Song by ZZ Top

from the album Tres Hombres
- Released: July 26, 1973^{[citation needed]}
- Studio: Brian Studios & Ardent Studios Memphis, Tennessee^{[citation needed]}
- Genre: Blues rock; hard rock;
- Length: 2:53 / 3:30
- Label: London
- Songwriters: Billy Gibbons, Dusty Hill; Frank Beard (only "Jesus Just Left Chicago");
- Producer: Bill Ham

Official audio
- "Jesus Just Left Chicago" (2006 Remaster) on YouTube

= Waitin' for the Bus / Jesus Just Left Chicago =

"Waitin' for the Bus" and "Jesus Just Left Chicago" are two songs by American rock band ZZ Top from their third studio album, Tres Hombres (1973). The two songs open the album, segued into each other. For years radio stations played the two tracks together. "Waitin' for the Bus" was written solely by Billy Gibbons and Dusty Hill, while "Jesus Just Left Chicago" was also co-written by drummer Frank Beard.

=="Waitin' for the Bus"==
"Waitin' for the Bus" is the opening track on the album. In a 1985 interview with Spin magazine, ZZ Top bass player Dusty Hill said: "I've always liked that song. It's a working man's song. It's been a couple of years, but I went to Austin from Houston and I decided, hell, I'll ride the bus. I hadn't done it in a long time. And you can meet some very unique people on a bus and in a bus station. I like to people watch. I love bus stations and train stations. The thing about a bus is who you have to sit beside. If the guy's got good wine, it's OK." The song is the band's fourth most played song, right behind "La Grange", "Tush" and its sequel song "Jesus Just Left Chicago".

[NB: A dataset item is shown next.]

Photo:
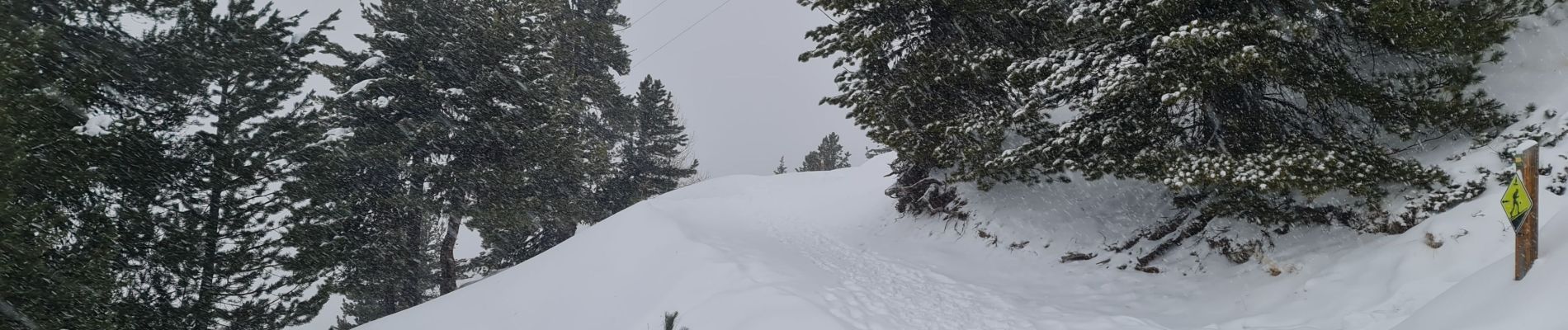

=="Jesus Just Left Chicago"==
Also alluded to as "Jesus Done Left Chicago", in an interview with Jeb Wright of Classic Rock Revisited, lead guitarist Billy Gibbons explained: "The two songs "Waitin' for the Bus" and "Jesus Just Left Chicago" were written separately during sessions that were not too far apart. We were in the process of compiling the tracks for the album Tres Hombres, and that segue was a fortunate miscalculation by the engineer. He had been attempting to splice out some blank tape, and the result is that the two come off as a single work. It just seemed to work."

The Deep South is noted for its Christian roots, and in spite of the hostile reception rock 'n' roll received from the Bible Belt (and America generally) when it first reared its head, many contemporary musicians began their musical careers in or around the church. The most famous white rock 'n' roller from the Deep South to combine the two was of course Elvis Presley, who recorded the odd religious song. "Jesus Just Left Chicago" has a spiritual dimension, and is written in the style of Black Christian music, adhering to a strict blues format.

According to Billy Gibbons, he got the idea for this song when he was a teenager. He was talking on the phone to a friend who was known as "R&B Jr" who had lots of strange sayings in his lexicon. One day Billy was talking to him on the phone when he blurted out "Jesus Just Left Chicago!". Gibbons also explained: "We took what could have been an easy 12-bar blues and made it more interesting by adding those odd extra measures. It's the same chords as "La Grange" with the Robert Johnson lick, but weirder." Being next to "La Grange" and "Tush", and right before "Waitin' for the Bus", "Jesus Just Left Chicago" is the band's third most played concert song.

==Other releases==
The songs were included on compilation albums such as Chrome, Smoke & BBQ (2003), Rancho Texicano (2004) and The Very Baddest (2014). Live versions are included on the 2019 compilation album Goin' 50.

==Reviews and popularity==
Despite not being released as singles, the songs are widely considered as two of the band's essential songs. Rolling Stone includes the songs in the top 10 of ZZ Top's essential songs. Ultimate Classic Rock ranks the couple of songs as ZZ Top's fourth best song, while WRIF ranks them eighth.